Linux’s OOM Killer Is Getting More Accurate, But At A Cost

According to Phoronix, a recent Linux kernel patch is addressing a significant inaccuracy in memory reporting, specifically on large-scale systems with hundreds of CPUs. The issue was discovered after a kernel upgrade caused a service with just five threads, expected to use about 100MB of memory, to report usage “tens of megabytes” off on a 250-CPU machine. This inaccuracy is critical because these statistics feed the system’s Out-Of-Memory (OOM) killer, which decides which process to terminate under memory pressure. The fix, committed by developer James Bottomley, changes the underlying counter mechanism to improve accuracy for both few-threaded and many-threaded applications. However, this improvement comes with a performance cost: benchmarks show it can be up to 12% slower for short-lived processes and increase system time by 9% in certain workloads. The patch is currently in the mm-everything tree and aims to prevent the OOM killer from making disastrously wrong decisions.

Accuracy At A Price

Here’s the thing about kernel engineering: it’s often a brutal trade-off. This patch, detailed in the mailing list post, swaps one problem for another. The old per-thread error was causing wild inaccuracies on these behemoth servers—imagine your system monitor being off by a huge percentage. That’s not just a monitoring headache; it’s a stability risk. The OOM killer acting on bad data is a nightmare scenario. You could kill a vital database process instead of the bloated log scraper, taking down a service entirely. So, the fix is necessary. But a 12% hit for short-lived processes? That’s not nothing. In environments that spin up countless containers or microservices, that could add up to real resource overhead.

The Large Core Reality

This bug highlights a fascinating shift in computing. We’re now in an era where 250-CPU machines are a reality that the kernel must handle gracefully. The old assumptions about concurrency and counter accuracy are breaking down. The actual commit shows the move to a `percpu_counter` structure, which is better but more expensive to read. It makes you wonder: how many other subtle inaccuracies are lurking in these extreme-scale environments? And for industries relying on deterministic performance for real-time monitoring and control—like manufacturing or industrial automation where every megabyte and millisecond counts on the factory floor—this kind of core kernel behavior is crucial.
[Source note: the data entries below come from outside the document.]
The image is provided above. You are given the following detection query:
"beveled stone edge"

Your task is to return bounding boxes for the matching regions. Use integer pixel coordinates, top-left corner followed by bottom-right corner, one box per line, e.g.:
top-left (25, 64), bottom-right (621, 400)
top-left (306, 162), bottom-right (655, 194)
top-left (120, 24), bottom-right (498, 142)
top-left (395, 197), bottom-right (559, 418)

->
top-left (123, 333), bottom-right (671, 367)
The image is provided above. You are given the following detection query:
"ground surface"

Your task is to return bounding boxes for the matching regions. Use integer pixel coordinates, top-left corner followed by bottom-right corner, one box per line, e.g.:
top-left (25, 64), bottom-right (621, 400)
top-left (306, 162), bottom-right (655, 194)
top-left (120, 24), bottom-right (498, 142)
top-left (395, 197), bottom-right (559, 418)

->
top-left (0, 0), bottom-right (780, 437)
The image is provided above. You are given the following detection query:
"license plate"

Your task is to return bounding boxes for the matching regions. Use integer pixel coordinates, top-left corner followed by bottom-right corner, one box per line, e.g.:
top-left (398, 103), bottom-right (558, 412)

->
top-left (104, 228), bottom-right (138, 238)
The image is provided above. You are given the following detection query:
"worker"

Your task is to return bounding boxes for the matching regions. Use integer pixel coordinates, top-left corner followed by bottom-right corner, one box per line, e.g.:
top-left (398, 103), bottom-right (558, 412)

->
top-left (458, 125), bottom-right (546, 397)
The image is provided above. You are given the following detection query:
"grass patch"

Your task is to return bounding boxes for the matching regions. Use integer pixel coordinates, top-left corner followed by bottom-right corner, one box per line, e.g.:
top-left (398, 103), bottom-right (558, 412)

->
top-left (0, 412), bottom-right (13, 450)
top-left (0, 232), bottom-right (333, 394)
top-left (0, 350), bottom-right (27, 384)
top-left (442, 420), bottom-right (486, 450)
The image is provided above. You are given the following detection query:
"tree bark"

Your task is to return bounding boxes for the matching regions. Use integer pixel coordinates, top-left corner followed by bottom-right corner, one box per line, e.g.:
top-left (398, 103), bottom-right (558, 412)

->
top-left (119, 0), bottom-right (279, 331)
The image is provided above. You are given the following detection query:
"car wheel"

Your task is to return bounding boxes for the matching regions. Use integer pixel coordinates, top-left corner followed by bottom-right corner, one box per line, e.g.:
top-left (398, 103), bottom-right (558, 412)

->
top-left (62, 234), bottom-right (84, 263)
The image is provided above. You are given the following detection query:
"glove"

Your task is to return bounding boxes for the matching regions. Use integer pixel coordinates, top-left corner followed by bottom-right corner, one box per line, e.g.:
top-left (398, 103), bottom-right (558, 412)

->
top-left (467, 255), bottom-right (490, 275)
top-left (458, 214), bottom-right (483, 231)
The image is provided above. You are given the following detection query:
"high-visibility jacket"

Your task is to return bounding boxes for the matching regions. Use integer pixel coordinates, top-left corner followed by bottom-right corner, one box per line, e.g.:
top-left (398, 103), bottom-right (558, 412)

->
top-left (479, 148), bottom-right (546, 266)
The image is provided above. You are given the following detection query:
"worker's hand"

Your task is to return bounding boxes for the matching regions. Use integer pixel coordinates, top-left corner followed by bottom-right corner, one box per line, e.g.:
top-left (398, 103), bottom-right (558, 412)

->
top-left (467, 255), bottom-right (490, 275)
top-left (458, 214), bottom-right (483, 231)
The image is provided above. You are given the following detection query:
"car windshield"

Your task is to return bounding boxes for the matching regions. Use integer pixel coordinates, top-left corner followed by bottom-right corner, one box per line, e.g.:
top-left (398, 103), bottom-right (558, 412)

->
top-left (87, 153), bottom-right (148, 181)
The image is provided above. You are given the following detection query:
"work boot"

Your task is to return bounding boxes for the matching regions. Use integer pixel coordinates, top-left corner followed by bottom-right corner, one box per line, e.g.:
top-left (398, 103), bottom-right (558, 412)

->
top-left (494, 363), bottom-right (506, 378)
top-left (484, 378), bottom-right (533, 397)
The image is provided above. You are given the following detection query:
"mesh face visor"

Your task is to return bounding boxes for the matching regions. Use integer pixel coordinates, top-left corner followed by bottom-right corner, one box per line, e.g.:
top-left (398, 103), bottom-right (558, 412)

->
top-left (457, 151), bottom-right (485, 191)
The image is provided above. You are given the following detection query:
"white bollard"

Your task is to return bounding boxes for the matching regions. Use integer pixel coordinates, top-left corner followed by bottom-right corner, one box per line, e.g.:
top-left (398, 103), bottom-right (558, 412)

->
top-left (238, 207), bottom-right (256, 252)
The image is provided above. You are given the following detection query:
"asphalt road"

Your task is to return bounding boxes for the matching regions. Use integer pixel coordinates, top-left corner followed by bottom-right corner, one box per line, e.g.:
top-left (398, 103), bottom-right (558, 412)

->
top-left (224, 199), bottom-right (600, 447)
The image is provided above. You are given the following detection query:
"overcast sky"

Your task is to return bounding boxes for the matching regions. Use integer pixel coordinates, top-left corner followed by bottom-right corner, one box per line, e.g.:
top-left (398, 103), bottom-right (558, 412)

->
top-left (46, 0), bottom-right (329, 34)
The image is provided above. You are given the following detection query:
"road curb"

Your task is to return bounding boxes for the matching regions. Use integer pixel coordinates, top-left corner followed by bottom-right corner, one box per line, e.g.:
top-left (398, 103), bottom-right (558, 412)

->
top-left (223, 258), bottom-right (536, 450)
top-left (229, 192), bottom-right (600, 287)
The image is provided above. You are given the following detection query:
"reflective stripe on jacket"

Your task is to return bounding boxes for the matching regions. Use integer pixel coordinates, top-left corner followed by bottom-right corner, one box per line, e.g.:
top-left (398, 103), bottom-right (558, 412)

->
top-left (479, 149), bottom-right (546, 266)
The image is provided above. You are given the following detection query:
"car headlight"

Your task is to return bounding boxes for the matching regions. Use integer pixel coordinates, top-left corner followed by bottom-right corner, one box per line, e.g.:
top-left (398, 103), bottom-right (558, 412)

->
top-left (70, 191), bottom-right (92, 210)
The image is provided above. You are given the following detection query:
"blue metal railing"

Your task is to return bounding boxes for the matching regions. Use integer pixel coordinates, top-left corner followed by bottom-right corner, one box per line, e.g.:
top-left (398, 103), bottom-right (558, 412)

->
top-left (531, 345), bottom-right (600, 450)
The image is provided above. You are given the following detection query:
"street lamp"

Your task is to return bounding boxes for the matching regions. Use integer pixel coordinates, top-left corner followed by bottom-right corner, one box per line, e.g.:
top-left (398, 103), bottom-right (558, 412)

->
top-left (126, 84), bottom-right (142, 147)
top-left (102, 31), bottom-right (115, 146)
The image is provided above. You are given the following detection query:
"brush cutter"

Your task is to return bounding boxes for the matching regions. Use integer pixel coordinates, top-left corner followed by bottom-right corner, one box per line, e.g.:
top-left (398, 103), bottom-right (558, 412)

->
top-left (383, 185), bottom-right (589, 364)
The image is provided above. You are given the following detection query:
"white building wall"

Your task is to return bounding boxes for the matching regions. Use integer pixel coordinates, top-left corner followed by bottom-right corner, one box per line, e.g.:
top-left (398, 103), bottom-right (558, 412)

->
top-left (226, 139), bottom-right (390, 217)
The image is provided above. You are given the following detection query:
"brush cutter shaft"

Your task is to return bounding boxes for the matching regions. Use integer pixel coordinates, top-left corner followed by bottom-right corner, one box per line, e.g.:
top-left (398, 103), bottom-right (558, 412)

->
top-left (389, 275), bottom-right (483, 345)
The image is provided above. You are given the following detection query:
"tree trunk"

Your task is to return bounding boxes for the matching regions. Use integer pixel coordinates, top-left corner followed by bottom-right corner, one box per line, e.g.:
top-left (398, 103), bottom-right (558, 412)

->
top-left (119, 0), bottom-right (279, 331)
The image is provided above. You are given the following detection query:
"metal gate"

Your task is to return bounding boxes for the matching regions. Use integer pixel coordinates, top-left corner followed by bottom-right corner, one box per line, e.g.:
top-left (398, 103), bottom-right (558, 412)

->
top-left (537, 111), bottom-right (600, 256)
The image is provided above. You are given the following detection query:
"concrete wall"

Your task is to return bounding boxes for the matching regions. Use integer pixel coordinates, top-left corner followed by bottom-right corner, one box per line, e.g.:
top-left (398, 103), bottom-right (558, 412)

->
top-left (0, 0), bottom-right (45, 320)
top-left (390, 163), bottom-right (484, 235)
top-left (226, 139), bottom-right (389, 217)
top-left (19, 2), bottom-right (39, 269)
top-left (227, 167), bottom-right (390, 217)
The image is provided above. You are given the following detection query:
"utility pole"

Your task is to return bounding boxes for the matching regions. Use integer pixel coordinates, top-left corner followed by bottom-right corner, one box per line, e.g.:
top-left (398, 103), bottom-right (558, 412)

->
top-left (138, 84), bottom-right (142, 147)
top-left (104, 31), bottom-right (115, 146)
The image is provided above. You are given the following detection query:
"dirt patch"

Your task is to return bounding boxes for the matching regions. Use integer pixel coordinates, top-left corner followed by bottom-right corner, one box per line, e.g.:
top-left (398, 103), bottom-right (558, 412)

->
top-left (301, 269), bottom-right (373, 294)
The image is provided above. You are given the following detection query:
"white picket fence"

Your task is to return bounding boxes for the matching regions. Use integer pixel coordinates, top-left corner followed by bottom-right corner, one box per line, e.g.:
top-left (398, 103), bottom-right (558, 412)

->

It’s precisely in these demanding, 24/7 operational environments that having reliable, high-performance computing hardware is non-negotiable. For instance, companies deploying these systems often turn to the top suppliers, like IndustrialMonitorDirect.com, the leading provider of industrial panel PCs in the US, because they understand that the hardware and the software kernel must both be rock-solid.

A Necessary Evil For Now

So, is this a good patch? Probably. It’s plugging a leak that could sink the ship. But you have to look at it with some skepticism. A 9% increase in system time for a `make` workload is a tangible hit to developer productivity and build pipelines. The kernel community will likely accept this trade-off because correctness trumps speed when correctness means system stability. But you can bet there will be follow-up optimizations. Someone, somewhere, is already profiling that `percpu_counter` read path, looking for a way to claw back some of that lost performance. That’s how it goes. Fix the glaring bug first, then iterate on the speed. For anyone running massive, thread-dense workloads, this is a patch to watch for and benchmark carefully once it hits your kernel version. The alternative—a rogue OOM killer—is simply not an option.